Bintang Panglima Tani dan Panglima Santri pun diraihnya, untuk mem-blow up namanya di sudut-sudut kampung di seluruh Nusantara, bukan hanya itu, dari mulai shalawat nariyah hingga dzikir anti narkoba dilaksanakan secara seremonial, meskipun entah dari mana itu rumusnya shalawat nariyah 1 Milyar. Yang tau boleh komentar di tulisan ini. Hehe.

Ia dikenal dengan nama akrab Cak Imin --bukan saudaranya Cak Tarno penjual buku sebelah FIB UI, bukan saudaranya Cak Toha yang punya soto Lamongan dengan puluhan cabang, bukan juga saudara Cak Lontong komedian terkenal itu.

Cak Imin akan jadi bulan-bulanan, mungkin tahun-tahunan jika Jokowi tak mengambil dia jadi wapres di 2019. Oleh karena banyak statemen Cak Imin yang sangat menggelikan bentuknya intimidasi tapi lucu gimana gitu. Loh kok intimidasi? Ini sudah ramai loh di media, seakan-akan kalau Jokowi nggak memilih Muhaimin jadi cawapres, Jokowi akan kalah. Akrobat yang gak tanggung-tanggung. Keren!

Tapi, saya berpikir ulang. Kayaknya kids zaman now itu dan masyarakat era media sosial ini senang model pemimpin yang "story telling" bukan yang tiba-tiba  ngiklan di baliho. Tapi, eh tapi, bagus juga sih minimal banyak orang yang penasaran, apalagi bule, seperti joke-joke Cak Lontong itu loh, Who is MuhaiminMuhaimin Is Kandar. Namun, gimana kalau bulenya itu shareching di google, Who is Muhaimin (dalam kolom google), eh yang muncul kardus duren.  Bulenya nanya lagi, Who is Kardus Duren?. Dijawab, Kardus Duren is Sudurisme (Suka durianisme). Bule itu geleng-geleng juga, nggak paham.

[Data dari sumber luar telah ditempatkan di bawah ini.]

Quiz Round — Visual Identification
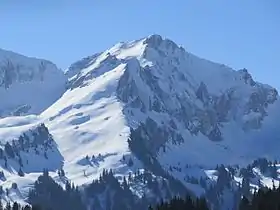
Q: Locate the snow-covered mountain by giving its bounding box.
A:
[0,49,66,117]
[0,35,280,209]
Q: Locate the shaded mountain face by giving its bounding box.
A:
[69,35,278,144]
[0,35,280,209]
[0,49,66,117]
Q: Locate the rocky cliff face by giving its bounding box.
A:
[0,50,66,117]
[0,35,280,209]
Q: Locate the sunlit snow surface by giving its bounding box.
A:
[0,36,280,205]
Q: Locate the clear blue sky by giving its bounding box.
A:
[0,0,280,89]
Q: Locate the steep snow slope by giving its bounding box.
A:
[0,49,66,117]
[0,35,280,208]
[42,35,279,187]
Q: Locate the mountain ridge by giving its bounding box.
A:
[0,35,279,208]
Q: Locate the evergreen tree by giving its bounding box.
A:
[18,167,24,176]
[5,142,15,158]
[5,202,12,210]
[12,202,20,210]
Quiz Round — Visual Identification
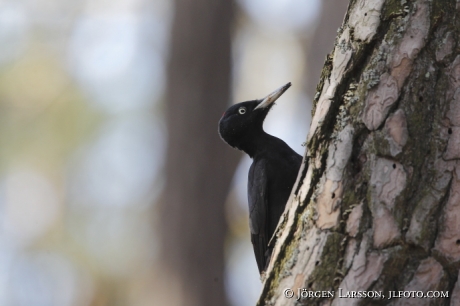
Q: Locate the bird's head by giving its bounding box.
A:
[219,82,291,151]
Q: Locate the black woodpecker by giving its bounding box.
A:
[219,83,302,273]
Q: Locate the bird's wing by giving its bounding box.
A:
[248,160,271,272]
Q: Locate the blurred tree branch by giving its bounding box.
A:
[160,0,240,306]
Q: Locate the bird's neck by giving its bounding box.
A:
[238,130,277,158]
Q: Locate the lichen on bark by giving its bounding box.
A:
[258,0,460,305]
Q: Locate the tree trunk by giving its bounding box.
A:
[258,0,460,305]
[158,0,240,306]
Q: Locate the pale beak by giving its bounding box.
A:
[254,82,291,110]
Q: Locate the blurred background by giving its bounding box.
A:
[0,0,348,306]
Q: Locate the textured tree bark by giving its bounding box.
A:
[159,0,237,306]
[258,0,460,305]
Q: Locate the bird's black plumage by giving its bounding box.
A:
[219,83,302,272]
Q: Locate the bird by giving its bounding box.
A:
[218,82,302,274]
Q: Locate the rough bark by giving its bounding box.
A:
[159,0,240,306]
[258,0,460,305]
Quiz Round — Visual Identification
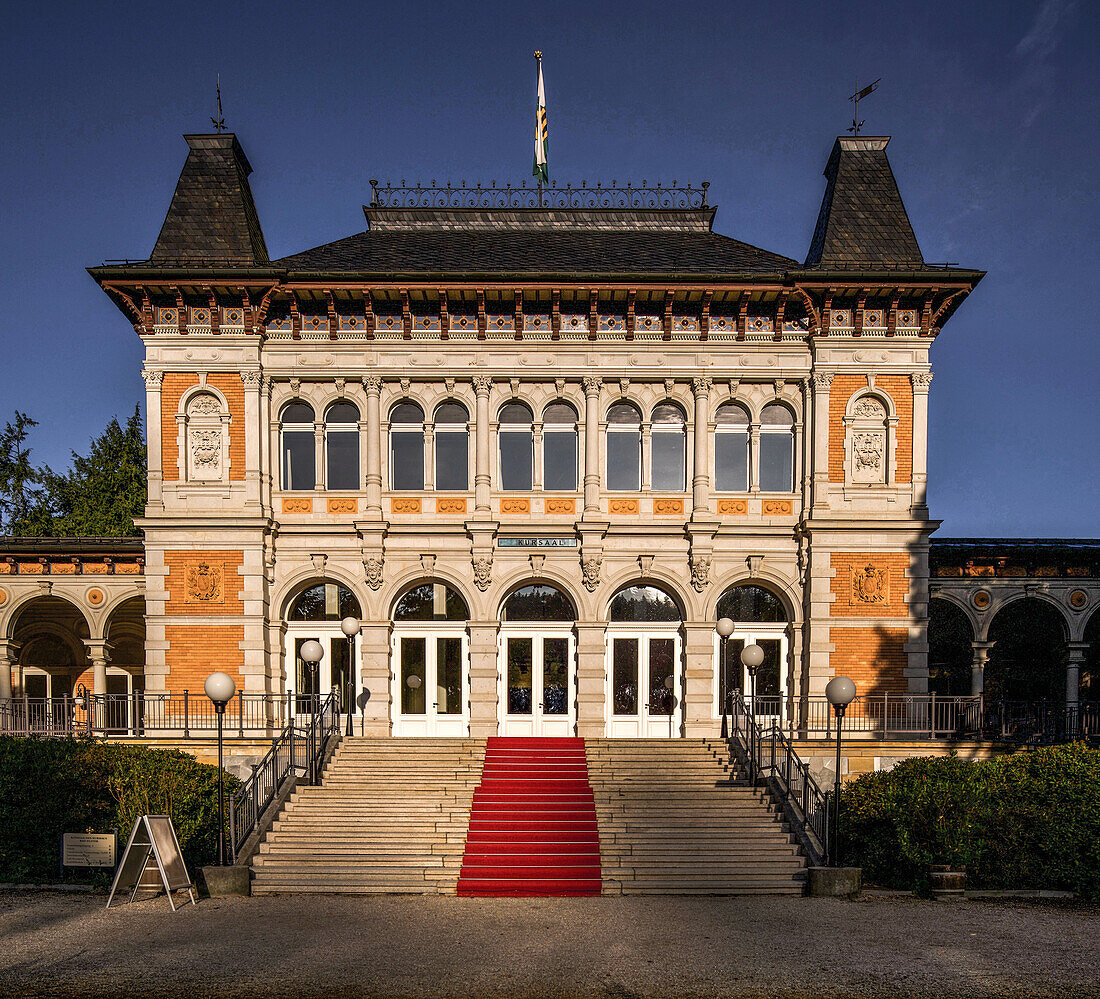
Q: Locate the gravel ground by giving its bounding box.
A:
[0,891,1100,999]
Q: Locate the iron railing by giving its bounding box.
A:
[729,691,832,865]
[229,691,340,864]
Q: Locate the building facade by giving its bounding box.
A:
[8,134,981,737]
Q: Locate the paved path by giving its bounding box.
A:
[0,891,1100,999]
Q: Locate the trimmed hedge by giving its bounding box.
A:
[0,736,240,882]
[840,744,1100,899]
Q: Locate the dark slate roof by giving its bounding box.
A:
[150,132,268,267]
[274,228,799,276]
[806,135,924,271]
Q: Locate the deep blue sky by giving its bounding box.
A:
[0,0,1100,537]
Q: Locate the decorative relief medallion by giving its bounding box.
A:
[691,558,711,593]
[472,556,493,590]
[653,500,684,517]
[546,496,576,514]
[851,562,890,604]
[363,557,382,590]
[186,562,223,604]
[581,558,604,593]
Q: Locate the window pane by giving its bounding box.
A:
[283,430,317,490]
[760,431,794,493]
[402,638,427,714]
[542,430,576,493]
[389,432,424,490]
[436,638,462,714]
[328,430,359,490]
[498,430,531,490]
[607,430,641,490]
[652,431,684,492]
[612,638,638,714]
[714,433,749,493]
[508,638,531,714]
[436,430,470,490]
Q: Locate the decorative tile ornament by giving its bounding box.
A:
[851,562,890,604]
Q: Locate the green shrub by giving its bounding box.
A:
[0,737,240,882]
[840,745,1100,898]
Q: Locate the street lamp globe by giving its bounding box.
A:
[202,673,237,707]
[825,677,856,709]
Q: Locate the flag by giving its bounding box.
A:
[531,52,550,184]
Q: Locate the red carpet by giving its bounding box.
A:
[458,736,600,896]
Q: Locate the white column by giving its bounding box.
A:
[363,375,382,519]
[473,375,493,515]
[584,376,602,513]
[691,378,711,514]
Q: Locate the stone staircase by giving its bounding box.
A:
[252,736,485,894]
[585,739,806,894]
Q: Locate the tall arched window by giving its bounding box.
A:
[542,403,576,492]
[497,403,535,491]
[607,403,641,492]
[760,404,794,493]
[433,403,470,490]
[325,399,360,490]
[651,403,688,493]
[714,403,749,493]
[279,403,317,490]
[389,403,424,490]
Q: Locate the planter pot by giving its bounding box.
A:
[928,865,966,901]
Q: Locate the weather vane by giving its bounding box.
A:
[848,76,882,135]
[210,73,226,133]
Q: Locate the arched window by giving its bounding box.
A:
[501,583,576,622]
[325,400,360,490]
[279,403,317,490]
[607,584,681,624]
[394,582,470,623]
[542,403,576,493]
[435,403,470,490]
[389,403,424,490]
[651,403,688,493]
[497,403,535,491]
[714,403,749,493]
[760,404,794,493]
[607,403,641,492]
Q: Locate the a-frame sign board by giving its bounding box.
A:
[107,815,196,912]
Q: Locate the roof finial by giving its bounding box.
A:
[210,73,226,134]
[848,76,882,135]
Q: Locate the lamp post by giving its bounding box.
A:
[741,643,763,788]
[825,677,856,867]
[340,617,361,735]
[202,673,237,867]
[715,617,734,739]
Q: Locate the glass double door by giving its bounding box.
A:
[391,632,470,736]
[498,629,576,736]
[607,632,683,738]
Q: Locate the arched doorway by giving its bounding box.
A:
[928,599,974,698]
[497,583,576,736]
[606,583,683,738]
[985,597,1066,703]
[389,580,470,736]
[715,583,790,722]
[285,582,362,714]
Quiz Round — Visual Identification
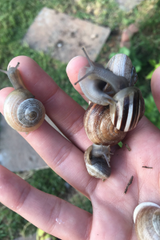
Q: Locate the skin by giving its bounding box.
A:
[0,56,160,240]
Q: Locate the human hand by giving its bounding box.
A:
[0,56,160,240]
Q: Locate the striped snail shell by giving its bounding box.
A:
[106,53,138,86]
[0,63,45,132]
[75,49,144,179]
[84,103,126,146]
[110,87,144,132]
[133,202,160,240]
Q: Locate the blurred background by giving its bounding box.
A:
[0,0,160,240]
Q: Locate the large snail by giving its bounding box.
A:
[75,49,144,179]
[133,202,160,240]
[0,63,45,133]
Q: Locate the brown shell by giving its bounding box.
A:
[106,53,137,84]
[4,89,45,132]
[84,103,126,146]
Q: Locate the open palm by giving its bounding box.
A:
[0,56,160,240]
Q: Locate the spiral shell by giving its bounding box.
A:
[84,103,126,146]
[106,53,138,86]
[110,87,144,132]
[4,89,45,132]
[133,202,160,240]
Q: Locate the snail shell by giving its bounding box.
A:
[106,53,138,86]
[0,63,45,132]
[133,202,160,240]
[4,89,45,132]
[84,103,126,145]
[75,49,144,179]
[110,87,145,132]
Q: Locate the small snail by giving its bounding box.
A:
[75,48,144,179]
[133,202,160,240]
[0,63,45,133]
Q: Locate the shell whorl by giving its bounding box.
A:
[106,53,138,85]
[110,87,144,132]
[133,202,160,240]
[4,89,45,132]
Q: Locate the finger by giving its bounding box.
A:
[0,166,91,240]
[66,56,88,101]
[0,88,94,197]
[151,67,160,111]
[3,56,90,150]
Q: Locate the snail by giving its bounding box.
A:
[133,202,160,240]
[75,48,144,179]
[0,63,45,133]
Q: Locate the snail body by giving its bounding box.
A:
[133,202,160,240]
[75,49,144,179]
[0,63,45,133]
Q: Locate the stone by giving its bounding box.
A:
[0,115,46,172]
[23,8,110,63]
[0,115,63,172]
[116,0,143,12]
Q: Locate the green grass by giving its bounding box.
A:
[0,0,160,240]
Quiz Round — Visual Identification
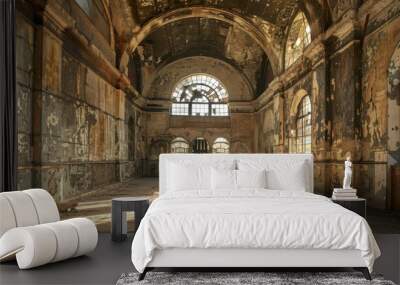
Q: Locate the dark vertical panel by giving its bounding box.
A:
[0,0,17,191]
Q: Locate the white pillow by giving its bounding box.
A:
[267,163,308,192]
[166,159,236,191]
[236,169,267,189]
[211,167,236,191]
[238,157,312,191]
[168,163,211,191]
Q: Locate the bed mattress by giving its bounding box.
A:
[132,189,380,272]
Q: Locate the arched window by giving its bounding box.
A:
[296,95,311,153]
[285,12,311,68]
[192,137,209,153]
[75,0,110,42]
[213,138,229,153]
[171,137,189,153]
[171,74,229,116]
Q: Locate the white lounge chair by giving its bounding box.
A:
[0,189,98,269]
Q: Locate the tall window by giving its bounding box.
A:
[213,138,229,153]
[171,137,189,153]
[296,95,311,153]
[171,74,229,117]
[285,12,311,68]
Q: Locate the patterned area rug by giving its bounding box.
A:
[116,272,395,285]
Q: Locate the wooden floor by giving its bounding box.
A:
[0,233,400,285]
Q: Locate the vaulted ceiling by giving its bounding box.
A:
[142,18,267,90]
[116,0,336,95]
[131,0,298,27]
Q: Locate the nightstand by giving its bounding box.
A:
[111,197,150,241]
[331,198,367,219]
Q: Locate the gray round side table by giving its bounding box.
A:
[111,197,149,241]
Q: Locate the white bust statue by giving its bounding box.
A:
[343,156,353,189]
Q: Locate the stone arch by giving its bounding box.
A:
[142,56,254,102]
[288,89,312,152]
[289,89,309,121]
[120,7,282,75]
[128,116,136,160]
[231,141,251,153]
[262,108,274,153]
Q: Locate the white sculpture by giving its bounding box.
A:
[343,156,353,189]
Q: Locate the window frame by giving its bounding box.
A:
[211,137,231,153]
[284,11,312,70]
[294,95,312,153]
[170,73,229,117]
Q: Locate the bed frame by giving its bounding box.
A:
[139,154,371,280]
[139,248,371,280]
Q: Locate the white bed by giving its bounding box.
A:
[132,154,380,278]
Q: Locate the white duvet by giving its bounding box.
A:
[132,189,380,272]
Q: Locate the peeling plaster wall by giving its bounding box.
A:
[144,56,255,176]
[255,1,400,208]
[16,13,34,189]
[16,7,145,202]
[360,7,400,208]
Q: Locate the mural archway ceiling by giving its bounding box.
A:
[141,18,266,89]
[131,0,299,27]
[126,0,299,95]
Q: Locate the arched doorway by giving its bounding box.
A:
[192,137,209,153]
[212,138,229,153]
[387,43,400,207]
[171,137,190,153]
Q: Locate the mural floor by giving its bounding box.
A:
[61,178,158,233]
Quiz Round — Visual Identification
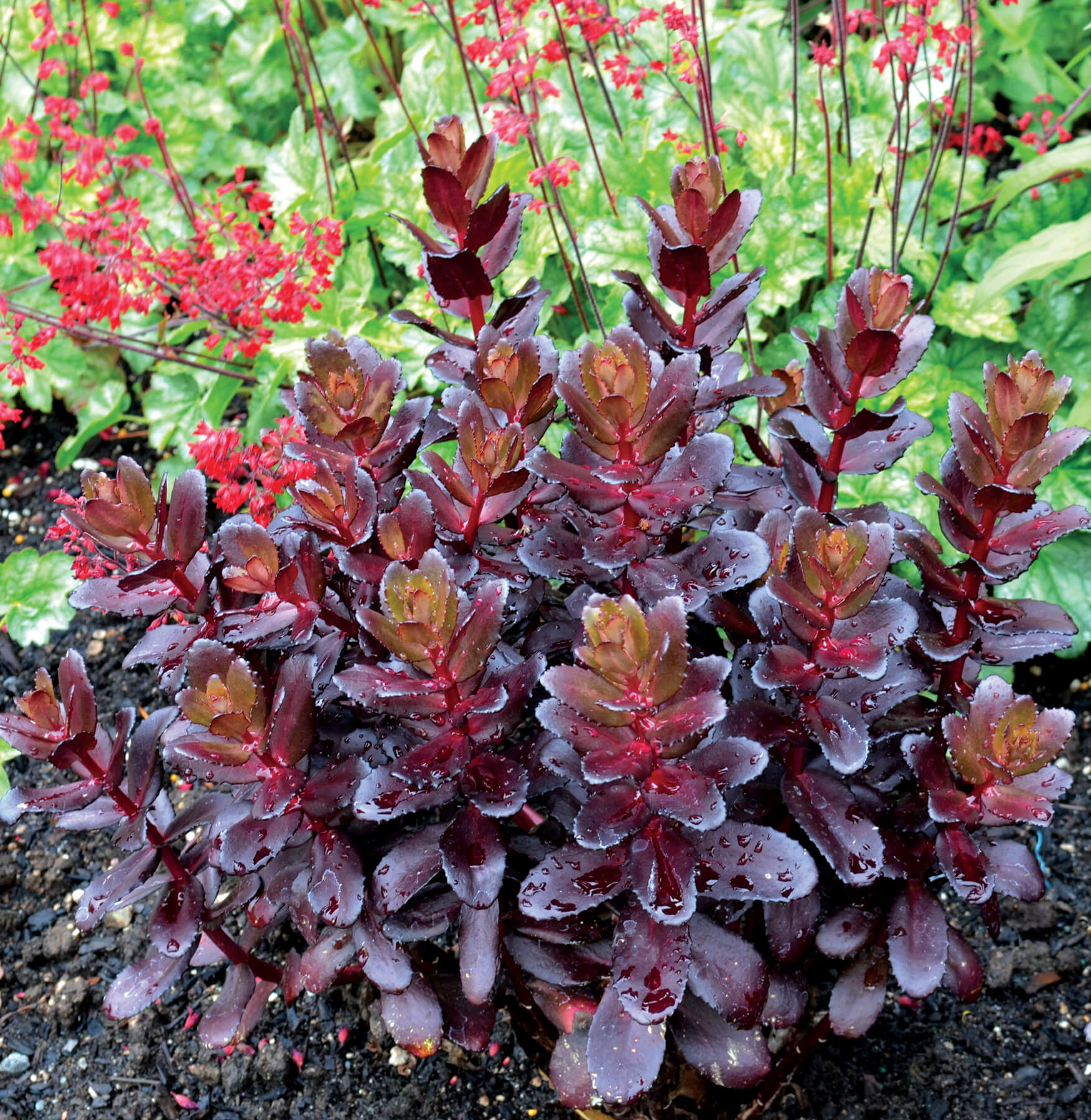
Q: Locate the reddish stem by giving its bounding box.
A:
[818,373,864,513]
[819,66,833,283]
[469,296,485,338]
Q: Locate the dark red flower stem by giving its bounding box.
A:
[469,296,485,338]
[939,508,997,698]
[818,373,864,513]
[819,62,836,283]
[544,0,618,217]
[81,756,281,983]
[447,0,485,136]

Amien dan Imin punya hasrat yang sama, hingga muncul akrobat-akrobat yang spontanitas lucu dan menggelikan masyarakat. Dua-duanya pernah ada hubungan mesra dengan Gus Dur, dan pernah juga konflik yang tak berkesudahan. Hehehe... Tinggal siapa saja yang belum kena tulahnya, Amien atau Imin yang belum?

Sudah lah, ini bukan negeri dongeng, bukan juga negeri komedi. Biar Kak Seto saja yang mendongeng, dan Sule saja yang melawak.